In The Art of War, Sun Tzu says “knowing thy enemy” is the best way to defeat him. Although paraphrasing the works of Sun Tzu may be on the extreme side, the aforementioned logic can still be applied to a bed bug infestation: Once you know everything about bed bugs, identifying and eliminating them become much easier tasks.
While there may be a lot to know about bed bugs, understanding basic anatomy is an effective first step. The following guide will set out to answer common questions such as “do bed bugs have wings?” and provide basic information about bed bug anatomy.
General Structure, Size, Color, and Shape
Bed bugs are insects belonging to the order hemiptera. This means that, like other insects, they have six legs and three main components of their bodies: a head, thorax, and abdomen. Regardless of their age, all bed bugs – except for eggs – are flat and oval shaped and have long antennae.
The size and color of a bed bug, however, will vary with its age. Adult bed bugs are about the size of an apple seed and rusty brown in color, whereas younger bed bugs – also known as “nymphs” – are usually white or tan, translucent, and no larger than a poppy seed. Bed bugs of all ages will become bloated and red after a blood meal.
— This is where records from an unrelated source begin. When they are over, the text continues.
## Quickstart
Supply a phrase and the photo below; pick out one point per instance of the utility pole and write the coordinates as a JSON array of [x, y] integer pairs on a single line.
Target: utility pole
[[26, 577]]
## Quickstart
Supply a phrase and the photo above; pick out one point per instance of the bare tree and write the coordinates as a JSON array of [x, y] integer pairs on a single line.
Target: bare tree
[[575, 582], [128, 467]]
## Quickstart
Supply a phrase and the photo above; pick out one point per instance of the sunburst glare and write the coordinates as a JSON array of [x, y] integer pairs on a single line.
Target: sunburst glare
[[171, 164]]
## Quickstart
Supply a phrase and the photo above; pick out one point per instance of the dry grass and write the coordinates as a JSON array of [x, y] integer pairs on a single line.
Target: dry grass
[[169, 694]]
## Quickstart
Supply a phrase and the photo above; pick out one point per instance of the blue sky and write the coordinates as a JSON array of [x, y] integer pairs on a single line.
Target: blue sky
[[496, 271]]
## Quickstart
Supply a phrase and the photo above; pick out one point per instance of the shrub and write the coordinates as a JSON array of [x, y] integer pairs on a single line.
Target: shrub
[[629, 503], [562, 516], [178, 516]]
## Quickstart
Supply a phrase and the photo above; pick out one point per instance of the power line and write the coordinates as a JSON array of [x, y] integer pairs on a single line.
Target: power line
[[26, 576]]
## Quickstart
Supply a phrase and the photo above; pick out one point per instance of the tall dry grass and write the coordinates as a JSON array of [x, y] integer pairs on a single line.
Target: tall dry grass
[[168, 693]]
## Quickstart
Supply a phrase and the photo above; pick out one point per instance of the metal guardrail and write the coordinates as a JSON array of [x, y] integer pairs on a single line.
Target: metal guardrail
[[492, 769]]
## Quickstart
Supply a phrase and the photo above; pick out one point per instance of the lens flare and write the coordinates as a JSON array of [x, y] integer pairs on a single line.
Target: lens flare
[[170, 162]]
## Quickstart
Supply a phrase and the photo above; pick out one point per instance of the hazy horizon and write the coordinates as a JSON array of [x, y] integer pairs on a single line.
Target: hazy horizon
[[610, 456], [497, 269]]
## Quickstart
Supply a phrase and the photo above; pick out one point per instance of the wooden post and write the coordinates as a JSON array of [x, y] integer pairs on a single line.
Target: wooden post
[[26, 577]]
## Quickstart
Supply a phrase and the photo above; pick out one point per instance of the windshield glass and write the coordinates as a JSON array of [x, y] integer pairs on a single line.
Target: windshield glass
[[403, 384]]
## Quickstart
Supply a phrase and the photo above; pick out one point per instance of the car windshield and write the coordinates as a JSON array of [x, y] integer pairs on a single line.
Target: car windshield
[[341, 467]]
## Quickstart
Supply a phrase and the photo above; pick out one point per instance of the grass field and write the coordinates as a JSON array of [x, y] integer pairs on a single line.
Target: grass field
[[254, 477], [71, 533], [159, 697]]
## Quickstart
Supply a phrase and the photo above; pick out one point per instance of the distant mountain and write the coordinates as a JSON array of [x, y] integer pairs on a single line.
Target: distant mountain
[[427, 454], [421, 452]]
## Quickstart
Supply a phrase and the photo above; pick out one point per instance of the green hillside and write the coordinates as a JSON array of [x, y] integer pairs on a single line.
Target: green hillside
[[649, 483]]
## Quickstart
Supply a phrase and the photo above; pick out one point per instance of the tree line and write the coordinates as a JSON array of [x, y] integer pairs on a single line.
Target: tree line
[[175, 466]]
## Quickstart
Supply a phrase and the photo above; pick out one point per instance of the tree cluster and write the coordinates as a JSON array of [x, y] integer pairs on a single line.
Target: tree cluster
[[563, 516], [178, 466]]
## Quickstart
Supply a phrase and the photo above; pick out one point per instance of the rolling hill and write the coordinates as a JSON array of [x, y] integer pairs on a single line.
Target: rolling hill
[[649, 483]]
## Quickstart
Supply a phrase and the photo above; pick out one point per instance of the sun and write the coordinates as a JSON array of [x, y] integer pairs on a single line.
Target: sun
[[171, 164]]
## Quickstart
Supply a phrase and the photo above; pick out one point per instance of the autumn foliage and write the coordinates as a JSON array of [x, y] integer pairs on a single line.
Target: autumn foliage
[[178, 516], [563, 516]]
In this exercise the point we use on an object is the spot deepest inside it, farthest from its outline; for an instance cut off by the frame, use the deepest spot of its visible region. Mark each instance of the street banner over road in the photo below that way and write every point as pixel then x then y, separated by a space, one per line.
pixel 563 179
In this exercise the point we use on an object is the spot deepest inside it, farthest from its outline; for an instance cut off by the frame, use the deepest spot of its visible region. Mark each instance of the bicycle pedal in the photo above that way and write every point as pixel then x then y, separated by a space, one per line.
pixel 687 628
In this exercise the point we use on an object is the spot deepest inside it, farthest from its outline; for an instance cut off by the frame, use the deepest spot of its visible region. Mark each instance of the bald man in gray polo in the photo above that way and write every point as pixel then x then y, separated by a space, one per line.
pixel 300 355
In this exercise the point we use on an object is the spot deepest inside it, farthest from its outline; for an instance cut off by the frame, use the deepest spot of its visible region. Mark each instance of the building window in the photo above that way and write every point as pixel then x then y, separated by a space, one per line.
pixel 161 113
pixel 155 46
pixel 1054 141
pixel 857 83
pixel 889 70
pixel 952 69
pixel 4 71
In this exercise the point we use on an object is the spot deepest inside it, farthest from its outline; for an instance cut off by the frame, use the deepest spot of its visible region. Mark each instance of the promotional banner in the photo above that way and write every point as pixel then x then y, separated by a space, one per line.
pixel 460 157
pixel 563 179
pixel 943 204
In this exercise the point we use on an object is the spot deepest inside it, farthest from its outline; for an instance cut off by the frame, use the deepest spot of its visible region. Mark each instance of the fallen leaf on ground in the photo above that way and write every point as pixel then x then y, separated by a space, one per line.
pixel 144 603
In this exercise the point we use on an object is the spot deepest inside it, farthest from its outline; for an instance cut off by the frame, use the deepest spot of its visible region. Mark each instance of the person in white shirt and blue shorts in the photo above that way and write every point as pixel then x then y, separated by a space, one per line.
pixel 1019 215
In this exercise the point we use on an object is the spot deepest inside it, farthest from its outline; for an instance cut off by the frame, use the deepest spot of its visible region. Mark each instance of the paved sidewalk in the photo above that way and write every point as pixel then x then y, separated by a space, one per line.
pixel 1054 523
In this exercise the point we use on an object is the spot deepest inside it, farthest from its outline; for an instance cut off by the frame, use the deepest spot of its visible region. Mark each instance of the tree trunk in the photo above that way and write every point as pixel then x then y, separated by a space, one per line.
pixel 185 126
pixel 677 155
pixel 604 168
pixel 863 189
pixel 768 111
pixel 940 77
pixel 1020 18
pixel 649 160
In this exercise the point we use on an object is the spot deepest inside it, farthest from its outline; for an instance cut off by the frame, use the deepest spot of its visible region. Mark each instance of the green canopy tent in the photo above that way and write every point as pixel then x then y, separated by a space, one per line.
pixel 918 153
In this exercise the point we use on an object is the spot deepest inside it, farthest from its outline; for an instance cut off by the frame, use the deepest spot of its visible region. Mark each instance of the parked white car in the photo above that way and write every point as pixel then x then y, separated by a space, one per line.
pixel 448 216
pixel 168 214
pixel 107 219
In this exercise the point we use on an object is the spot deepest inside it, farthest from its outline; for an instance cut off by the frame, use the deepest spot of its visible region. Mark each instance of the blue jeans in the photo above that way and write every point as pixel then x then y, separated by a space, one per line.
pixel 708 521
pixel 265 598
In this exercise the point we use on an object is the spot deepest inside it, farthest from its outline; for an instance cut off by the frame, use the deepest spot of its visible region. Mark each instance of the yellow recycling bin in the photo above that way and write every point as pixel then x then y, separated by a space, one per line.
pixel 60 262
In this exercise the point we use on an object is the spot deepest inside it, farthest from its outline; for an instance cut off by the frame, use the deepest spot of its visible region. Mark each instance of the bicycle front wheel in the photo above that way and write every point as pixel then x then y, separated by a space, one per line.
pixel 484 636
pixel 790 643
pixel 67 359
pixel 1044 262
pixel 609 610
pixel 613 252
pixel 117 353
The order hemiptera covers “true bugs,” which include bed bugs. True bugs feature piercing and sucking mouths which, although usually used for plant sap, can be used for sucking blood from humans and animals. Whenever bed bugs pierce the skin, they release an anticoagulant that prevents blood from clotting.
Other features of the head include heat-sensing antennae and protruding eyes.
Legs and Other Forms of Mobility
Bed bugs have six legs that allow them to crawl on horizontal and vertical surfaces. Their legs, however, are incapable of jumping.
Do bed bugs have wings? No. If you see wings or a vertical line down the back of a bug indicating wings, you can breath easily.
Telling male and female bed bugs apart is an easy task: Male bed bugs have a pointed tip on their abdomen, whereas females have a rounded tip. Bed bugs mate through a process known as “traumatic insemination,” where the male bed bug pierces the female’s abdomen and ejaculates inside, fertilizing her eggs. The female can lay nearly 500 eggs over the course of her life.